NASA's Goddard Space Flight Center (GSFC) in Greenbelt, Maryland has confirmed that the satellite discovered on January 20 by an amateur astronomer is very likely the lost Imager for Magnetopause-to-Aurora Global Exploration (IMAGE) space weather satellite. The space agency says that it will attempt to capture data from the orbiter and restart its instruments.
Alerted by the amateur astronomer Scott Tilley, who picked up the satellite's signals while looking for a lost American spy satellite, GSFC coordinated monitoring of the object using five different radio antennae. NASA confirmed that as of Monday the signals from all five receivers show characteristics consistent with those expected from IMAGE and that their oscillations show that the object is spinning at the same rate as was last recorded for the satellite.
NASA says that the next step will be to capture and analyze data from the satellite.
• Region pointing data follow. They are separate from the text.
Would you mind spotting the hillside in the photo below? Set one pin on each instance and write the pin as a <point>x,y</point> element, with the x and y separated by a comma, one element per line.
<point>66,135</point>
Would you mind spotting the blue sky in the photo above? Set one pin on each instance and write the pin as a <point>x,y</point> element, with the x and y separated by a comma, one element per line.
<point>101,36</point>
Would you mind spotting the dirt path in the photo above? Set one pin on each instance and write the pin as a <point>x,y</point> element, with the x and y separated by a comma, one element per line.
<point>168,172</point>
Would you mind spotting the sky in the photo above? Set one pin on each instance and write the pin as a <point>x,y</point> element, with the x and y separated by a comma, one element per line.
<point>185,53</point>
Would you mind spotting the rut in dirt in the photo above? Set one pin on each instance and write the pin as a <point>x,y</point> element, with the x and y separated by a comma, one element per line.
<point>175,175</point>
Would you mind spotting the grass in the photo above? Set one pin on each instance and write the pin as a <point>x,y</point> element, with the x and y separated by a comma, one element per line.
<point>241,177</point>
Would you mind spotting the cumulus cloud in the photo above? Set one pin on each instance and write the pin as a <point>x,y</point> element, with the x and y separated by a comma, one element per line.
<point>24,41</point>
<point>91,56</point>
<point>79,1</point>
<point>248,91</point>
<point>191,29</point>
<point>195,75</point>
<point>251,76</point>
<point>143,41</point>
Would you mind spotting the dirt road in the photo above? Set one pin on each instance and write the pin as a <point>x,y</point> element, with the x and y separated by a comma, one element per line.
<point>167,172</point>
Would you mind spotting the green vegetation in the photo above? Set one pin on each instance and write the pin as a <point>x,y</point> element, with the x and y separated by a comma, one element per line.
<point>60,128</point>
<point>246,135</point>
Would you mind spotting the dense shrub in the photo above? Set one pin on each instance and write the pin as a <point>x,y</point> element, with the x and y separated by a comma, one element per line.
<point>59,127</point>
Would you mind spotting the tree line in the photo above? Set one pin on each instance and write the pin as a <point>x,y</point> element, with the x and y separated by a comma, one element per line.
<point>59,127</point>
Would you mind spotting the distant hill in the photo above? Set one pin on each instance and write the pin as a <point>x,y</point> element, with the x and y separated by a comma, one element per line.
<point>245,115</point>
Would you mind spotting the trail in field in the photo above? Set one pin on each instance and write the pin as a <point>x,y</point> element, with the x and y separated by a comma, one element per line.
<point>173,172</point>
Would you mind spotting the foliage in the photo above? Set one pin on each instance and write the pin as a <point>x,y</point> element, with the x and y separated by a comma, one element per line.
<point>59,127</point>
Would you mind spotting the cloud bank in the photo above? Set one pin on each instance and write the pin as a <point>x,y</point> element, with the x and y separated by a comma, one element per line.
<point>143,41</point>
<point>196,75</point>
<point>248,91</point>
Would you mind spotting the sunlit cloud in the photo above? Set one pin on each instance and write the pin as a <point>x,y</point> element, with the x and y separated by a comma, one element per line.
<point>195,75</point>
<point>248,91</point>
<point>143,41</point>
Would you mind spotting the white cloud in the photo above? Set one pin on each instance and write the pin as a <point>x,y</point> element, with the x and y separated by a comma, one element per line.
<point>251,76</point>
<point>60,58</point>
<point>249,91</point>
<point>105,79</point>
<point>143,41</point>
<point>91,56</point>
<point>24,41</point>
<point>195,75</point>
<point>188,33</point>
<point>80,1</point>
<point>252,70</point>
This will involve some reverse engineering as, despite being a relatively recent spacecraft, the hardware and operating systems for IMAGE's Mission Operations Center are already obsolete and either no longer exist or have been updated many times.
If the data recovery exercise works, NASA engineers will attempt to restart the science payload to determine the satellite's status. The space agency will then make a decision on the spacecraft's future.
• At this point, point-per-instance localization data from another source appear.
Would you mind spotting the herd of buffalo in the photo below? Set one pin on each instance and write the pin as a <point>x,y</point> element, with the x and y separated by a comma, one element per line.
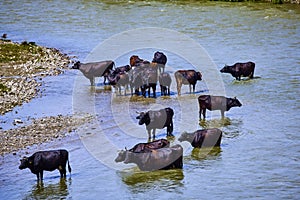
<point>142,76</point>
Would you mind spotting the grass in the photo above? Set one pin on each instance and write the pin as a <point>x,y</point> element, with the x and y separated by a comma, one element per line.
<point>18,53</point>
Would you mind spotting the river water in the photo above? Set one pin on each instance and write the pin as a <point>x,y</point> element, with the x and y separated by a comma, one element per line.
<point>260,152</point>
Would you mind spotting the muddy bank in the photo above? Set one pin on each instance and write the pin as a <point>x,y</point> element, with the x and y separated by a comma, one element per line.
<point>23,67</point>
<point>39,131</point>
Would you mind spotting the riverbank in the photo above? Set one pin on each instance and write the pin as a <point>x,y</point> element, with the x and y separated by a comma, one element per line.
<point>24,67</point>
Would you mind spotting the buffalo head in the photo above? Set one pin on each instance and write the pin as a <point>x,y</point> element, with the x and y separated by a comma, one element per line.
<point>160,58</point>
<point>185,137</point>
<point>225,69</point>
<point>121,156</point>
<point>144,118</point>
<point>199,76</point>
<point>233,102</point>
<point>25,163</point>
<point>76,65</point>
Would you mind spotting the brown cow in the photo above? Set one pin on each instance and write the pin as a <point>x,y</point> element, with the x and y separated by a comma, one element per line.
<point>187,77</point>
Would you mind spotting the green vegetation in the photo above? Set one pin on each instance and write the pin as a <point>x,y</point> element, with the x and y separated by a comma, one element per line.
<point>18,53</point>
<point>4,88</point>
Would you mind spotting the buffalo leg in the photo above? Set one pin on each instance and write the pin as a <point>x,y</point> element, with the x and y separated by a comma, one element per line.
<point>203,112</point>
<point>154,91</point>
<point>178,89</point>
<point>40,175</point>
<point>92,81</point>
<point>153,133</point>
<point>170,130</point>
<point>200,113</point>
<point>222,113</point>
<point>149,134</point>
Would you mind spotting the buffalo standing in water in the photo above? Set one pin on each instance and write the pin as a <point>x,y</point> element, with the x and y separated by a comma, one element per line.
<point>158,159</point>
<point>48,161</point>
<point>187,77</point>
<point>143,148</point>
<point>240,69</point>
<point>216,103</point>
<point>203,138</point>
<point>157,119</point>
<point>95,69</point>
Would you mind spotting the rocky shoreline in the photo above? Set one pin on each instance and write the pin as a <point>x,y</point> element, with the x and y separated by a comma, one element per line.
<point>23,67</point>
<point>40,131</point>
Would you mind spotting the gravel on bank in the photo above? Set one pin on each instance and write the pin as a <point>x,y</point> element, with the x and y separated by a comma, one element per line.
<point>40,131</point>
<point>23,65</point>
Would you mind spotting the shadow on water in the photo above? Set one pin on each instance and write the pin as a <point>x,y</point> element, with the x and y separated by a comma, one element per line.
<point>231,128</point>
<point>206,153</point>
<point>246,81</point>
<point>44,190</point>
<point>215,123</point>
<point>138,181</point>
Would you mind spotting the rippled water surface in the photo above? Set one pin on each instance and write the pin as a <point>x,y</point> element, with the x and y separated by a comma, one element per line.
<point>259,155</point>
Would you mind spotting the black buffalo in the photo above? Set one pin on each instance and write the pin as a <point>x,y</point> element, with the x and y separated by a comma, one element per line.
<point>159,159</point>
<point>149,79</point>
<point>136,61</point>
<point>143,147</point>
<point>187,77</point>
<point>147,147</point>
<point>240,69</point>
<point>121,69</point>
<point>203,138</point>
<point>95,69</point>
<point>143,77</point>
<point>118,80</point>
<point>216,103</point>
<point>158,119</point>
<point>165,83</point>
<point>48,161</point>
<point>161,59</point>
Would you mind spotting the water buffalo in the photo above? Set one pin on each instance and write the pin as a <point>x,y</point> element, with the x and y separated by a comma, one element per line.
<point>143,147</point>
<point>240,69</point>
<point>203,138</point>
<point>161,59</point>
<point>137,61</point>
<point>165,83</point>
<point>120,69</point>
<point>146,147</point>
<point>216,103</point>
<point>187,77</point>
<point>95,69</point>
<point>118,80</point>
<point>149,79</point>
<point>159,159</point>
<point>158,119</point>
<point>48,161</point>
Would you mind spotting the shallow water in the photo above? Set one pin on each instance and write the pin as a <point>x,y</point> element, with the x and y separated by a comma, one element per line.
<point>259,154</point>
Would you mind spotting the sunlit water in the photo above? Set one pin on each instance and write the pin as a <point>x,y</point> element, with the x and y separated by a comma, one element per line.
<point>259,155</point>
Launched in 2000 on a two-year mission to study Earth's magnetosphere and return data for the first comprehensive global images of the plasma populations in this region of space, IMAGE was undertaking a mission extension when it lost contact with mission control on December 18, 2005. Despite several attempts to reestablish contact, including the hope that it might reboot itself when it passed into eclipse in 2007, the satellite was given up for lost.